What amazing fun it had all once been. What adventures, what friendship and laughter and travels I had shared with my brothers and sisters. What a thrill I'd felt at mounting a wild bronco in Montana, or diving off a cliff in Monaco, or setting my sails into the teeth of a squall, or even facing off against old Wharton in the barracks at Fort Dix. What a lift to the spirit it had been, watching Jack and then Bobby soar into the stratosphere of world events, and to watch each of them accomplish mighty and good things; and then, incredibly, to join them on that plane, standing with them to engage history, with laughter and good cigars and the pranks we still played on one another. No more.
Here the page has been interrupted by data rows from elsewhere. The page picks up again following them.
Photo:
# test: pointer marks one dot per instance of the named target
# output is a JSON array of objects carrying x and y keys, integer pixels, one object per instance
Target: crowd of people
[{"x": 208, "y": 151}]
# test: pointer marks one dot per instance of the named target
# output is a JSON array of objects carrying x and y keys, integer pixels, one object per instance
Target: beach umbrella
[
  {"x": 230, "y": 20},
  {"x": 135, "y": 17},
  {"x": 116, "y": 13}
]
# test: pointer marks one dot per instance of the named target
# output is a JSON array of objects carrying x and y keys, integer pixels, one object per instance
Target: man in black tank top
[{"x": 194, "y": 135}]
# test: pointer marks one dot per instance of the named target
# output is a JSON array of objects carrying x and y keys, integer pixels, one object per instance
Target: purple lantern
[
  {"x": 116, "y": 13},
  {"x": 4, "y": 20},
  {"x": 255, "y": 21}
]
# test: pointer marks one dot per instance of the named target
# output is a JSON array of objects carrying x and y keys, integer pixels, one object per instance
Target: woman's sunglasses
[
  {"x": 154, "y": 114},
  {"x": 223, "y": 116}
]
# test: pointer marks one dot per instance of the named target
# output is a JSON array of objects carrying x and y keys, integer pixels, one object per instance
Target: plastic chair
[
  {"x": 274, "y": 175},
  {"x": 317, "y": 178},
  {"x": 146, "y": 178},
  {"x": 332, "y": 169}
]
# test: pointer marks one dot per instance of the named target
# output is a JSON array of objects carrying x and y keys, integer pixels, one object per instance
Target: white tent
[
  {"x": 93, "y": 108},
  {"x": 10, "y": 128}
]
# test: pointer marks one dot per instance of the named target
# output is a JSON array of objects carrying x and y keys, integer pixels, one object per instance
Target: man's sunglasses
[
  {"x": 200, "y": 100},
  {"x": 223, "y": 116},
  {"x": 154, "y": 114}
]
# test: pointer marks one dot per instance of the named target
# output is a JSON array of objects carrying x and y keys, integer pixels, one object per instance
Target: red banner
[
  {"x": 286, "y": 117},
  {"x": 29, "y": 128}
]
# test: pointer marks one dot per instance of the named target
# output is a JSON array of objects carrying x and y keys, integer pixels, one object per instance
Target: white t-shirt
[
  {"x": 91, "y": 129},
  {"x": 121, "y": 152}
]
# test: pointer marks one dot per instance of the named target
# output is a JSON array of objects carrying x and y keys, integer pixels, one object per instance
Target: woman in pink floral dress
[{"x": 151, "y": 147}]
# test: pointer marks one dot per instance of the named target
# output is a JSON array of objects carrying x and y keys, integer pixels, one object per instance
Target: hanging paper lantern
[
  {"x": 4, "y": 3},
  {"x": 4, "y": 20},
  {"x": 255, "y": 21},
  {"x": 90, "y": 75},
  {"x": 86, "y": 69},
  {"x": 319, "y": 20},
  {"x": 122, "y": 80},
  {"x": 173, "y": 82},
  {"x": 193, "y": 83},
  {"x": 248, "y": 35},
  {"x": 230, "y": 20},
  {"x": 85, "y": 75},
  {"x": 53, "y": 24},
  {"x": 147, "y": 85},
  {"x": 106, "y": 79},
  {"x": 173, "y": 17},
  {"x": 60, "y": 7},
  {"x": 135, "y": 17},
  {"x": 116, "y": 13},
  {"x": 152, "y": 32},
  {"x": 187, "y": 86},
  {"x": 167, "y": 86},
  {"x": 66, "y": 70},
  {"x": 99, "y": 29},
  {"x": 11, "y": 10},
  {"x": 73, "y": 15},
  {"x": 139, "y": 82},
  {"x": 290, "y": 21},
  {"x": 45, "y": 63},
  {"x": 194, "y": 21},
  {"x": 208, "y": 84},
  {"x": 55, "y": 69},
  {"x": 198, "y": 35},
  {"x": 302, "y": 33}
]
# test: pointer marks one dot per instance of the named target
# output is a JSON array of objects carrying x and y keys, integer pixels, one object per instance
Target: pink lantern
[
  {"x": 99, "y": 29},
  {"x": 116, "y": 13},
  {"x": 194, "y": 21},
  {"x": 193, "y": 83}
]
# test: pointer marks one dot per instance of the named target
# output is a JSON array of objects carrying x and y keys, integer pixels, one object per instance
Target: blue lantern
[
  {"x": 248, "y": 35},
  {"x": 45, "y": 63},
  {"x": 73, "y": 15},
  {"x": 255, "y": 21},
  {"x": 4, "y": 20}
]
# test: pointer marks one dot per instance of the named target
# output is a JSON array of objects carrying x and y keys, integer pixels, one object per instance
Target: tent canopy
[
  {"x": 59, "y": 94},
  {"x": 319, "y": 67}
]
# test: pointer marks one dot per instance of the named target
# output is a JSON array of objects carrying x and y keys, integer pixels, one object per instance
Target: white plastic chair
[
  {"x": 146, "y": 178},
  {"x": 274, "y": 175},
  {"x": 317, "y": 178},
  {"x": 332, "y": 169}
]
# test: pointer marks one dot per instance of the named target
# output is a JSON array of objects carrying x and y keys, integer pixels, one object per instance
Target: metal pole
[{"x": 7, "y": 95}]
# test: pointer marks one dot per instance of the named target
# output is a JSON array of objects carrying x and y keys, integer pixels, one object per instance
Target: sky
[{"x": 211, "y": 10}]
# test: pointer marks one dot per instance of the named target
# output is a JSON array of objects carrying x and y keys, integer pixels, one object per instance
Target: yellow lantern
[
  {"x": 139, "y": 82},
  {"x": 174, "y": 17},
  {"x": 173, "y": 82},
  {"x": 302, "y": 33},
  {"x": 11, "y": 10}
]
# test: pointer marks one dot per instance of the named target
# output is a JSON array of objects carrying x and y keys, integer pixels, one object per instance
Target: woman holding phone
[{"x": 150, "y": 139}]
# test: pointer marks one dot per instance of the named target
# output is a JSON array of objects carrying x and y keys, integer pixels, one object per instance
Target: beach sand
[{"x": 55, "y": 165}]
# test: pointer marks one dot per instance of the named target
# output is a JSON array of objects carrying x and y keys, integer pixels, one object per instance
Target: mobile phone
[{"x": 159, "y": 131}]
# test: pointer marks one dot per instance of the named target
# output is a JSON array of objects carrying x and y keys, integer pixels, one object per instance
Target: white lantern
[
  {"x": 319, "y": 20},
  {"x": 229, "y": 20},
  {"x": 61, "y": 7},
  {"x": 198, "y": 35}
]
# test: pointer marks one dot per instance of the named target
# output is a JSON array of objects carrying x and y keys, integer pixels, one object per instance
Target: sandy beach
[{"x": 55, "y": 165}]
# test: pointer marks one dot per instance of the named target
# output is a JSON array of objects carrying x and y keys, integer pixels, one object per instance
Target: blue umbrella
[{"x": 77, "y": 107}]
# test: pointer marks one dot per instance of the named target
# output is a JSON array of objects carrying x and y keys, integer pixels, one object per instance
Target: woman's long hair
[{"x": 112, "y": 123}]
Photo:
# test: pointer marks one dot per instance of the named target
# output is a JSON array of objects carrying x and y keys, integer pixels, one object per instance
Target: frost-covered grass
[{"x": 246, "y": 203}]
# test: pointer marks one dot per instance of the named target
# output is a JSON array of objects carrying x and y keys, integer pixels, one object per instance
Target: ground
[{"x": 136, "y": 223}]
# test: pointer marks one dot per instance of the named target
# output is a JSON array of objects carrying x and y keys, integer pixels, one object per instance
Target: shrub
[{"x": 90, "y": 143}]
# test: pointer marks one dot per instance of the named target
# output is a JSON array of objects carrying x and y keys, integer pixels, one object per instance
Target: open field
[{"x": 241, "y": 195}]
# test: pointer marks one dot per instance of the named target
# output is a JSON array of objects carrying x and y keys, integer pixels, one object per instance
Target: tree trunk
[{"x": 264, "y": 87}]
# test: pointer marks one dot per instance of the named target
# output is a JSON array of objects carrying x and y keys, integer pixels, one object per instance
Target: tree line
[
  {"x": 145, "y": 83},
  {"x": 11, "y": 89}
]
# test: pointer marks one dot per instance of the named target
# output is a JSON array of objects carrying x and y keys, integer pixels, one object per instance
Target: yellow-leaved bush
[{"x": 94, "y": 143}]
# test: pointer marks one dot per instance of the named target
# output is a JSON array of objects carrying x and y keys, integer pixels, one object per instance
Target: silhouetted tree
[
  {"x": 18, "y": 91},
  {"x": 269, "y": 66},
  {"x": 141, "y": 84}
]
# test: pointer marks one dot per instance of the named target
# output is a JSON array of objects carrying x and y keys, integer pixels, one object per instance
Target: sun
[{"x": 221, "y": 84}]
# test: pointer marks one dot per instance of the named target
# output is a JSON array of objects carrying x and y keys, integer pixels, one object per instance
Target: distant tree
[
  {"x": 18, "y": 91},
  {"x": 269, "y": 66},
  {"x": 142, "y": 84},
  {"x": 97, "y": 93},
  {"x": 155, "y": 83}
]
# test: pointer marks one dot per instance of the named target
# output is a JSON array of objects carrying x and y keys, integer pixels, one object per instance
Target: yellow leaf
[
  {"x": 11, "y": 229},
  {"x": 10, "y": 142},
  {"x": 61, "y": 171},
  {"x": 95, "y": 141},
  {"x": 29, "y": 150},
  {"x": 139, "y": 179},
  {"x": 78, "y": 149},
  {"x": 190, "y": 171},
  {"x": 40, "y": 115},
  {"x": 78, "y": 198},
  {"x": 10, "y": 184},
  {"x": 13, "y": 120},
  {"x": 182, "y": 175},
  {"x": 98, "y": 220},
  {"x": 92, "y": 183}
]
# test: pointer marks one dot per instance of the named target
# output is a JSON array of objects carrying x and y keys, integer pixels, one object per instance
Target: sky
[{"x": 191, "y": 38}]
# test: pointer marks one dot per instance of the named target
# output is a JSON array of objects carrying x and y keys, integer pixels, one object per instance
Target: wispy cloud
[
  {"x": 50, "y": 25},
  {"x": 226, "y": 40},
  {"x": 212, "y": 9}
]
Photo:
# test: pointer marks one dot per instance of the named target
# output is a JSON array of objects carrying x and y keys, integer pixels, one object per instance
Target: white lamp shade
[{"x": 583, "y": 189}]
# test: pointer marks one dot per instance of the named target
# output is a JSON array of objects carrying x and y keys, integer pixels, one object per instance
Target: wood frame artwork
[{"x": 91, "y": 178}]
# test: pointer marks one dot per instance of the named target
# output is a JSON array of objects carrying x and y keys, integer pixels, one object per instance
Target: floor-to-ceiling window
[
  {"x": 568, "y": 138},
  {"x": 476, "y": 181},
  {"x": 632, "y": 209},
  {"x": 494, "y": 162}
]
I had looked upon my winning the majority whip position from Russell Long in January 1969 as a high point of my Senate career. In January 1971, as I accepted the new realities of my situation, I lost it to Robert Byrd of West Virginia.
My downfall was due in part to the loss of some key allies who had supported me when I unseated Long. Warren Magnuson and Henry "Scoop" Jackson, both of Wa
shington, peeled away because I had opposed appropriations for supersonic transport, which they supported along with Byrd. Boeing was too important to their home state for them to do otherwise.
And then there was Bill Fulbright. The Arkansas senator had voted for me against Russell Long. Our paths had parted since then over an opportunity to secure the names of American prisoners of war in Vietnam, an objective we both supported.
I'd received a communication from the North Vietnamese in 1970, offering to release the names to a representative of mine. After notifying Senator Fulbright of the offer, I sent a trusted emissary named John Nolan, who had worked with Bobby to get prisoners out of Cuba after the Bay of Pigs. John was given the names, returned to the United States, and presented them to the State Department.
I sat next to Fulbright the following Tuesday, during some piece of business on the Senate floor. I leaned to him and said, "Bill, remember I called you last week about securing those names?" Bill replied, "Yes, that's right. We're going to have a committee meeting this afternoon to decide what to do." I wasn't sure he'd heard me right. I said, "I've already sent someone over there, and we have the names." And Fulbright replied, icily, "That's a matter for the Foreign Relations Committee."
He maintained an edge toward me from that point. I suppose he believed that I was still overreaching, though I had notified him about the matter. And so he joined the opposition to me.
Byrd never did openly announce for my whip position, though he had been hard at work behind the scenes. One of his most influential allies was Richard Russell, but Russell lay dying of cancer at Walter Reed Hospital. Russell had given Byrd his proxy vote, but had he died before the balloting took place, it would be meaningless. On the day of the balloting, Byrd checked the hospital. Russell was still alive. He gave the go-ahead to his supporters--including four incoming senators who had all assured me of their support. Byrd scored a stunning upset, a vote of thirty-one to twentyfour. Russell died four hours later. Had the incoming senators voted the way they'd promised, I would have beaten Byrd by one vote, twenty-eight to twenty-seven. I figured out how they'd actually gone by a pair of telltale misspellings among the Byrd ballots: "B-I-R-D." No one who enjoyed more than a distant knowledge of the West Virginia senator would make such a mistake.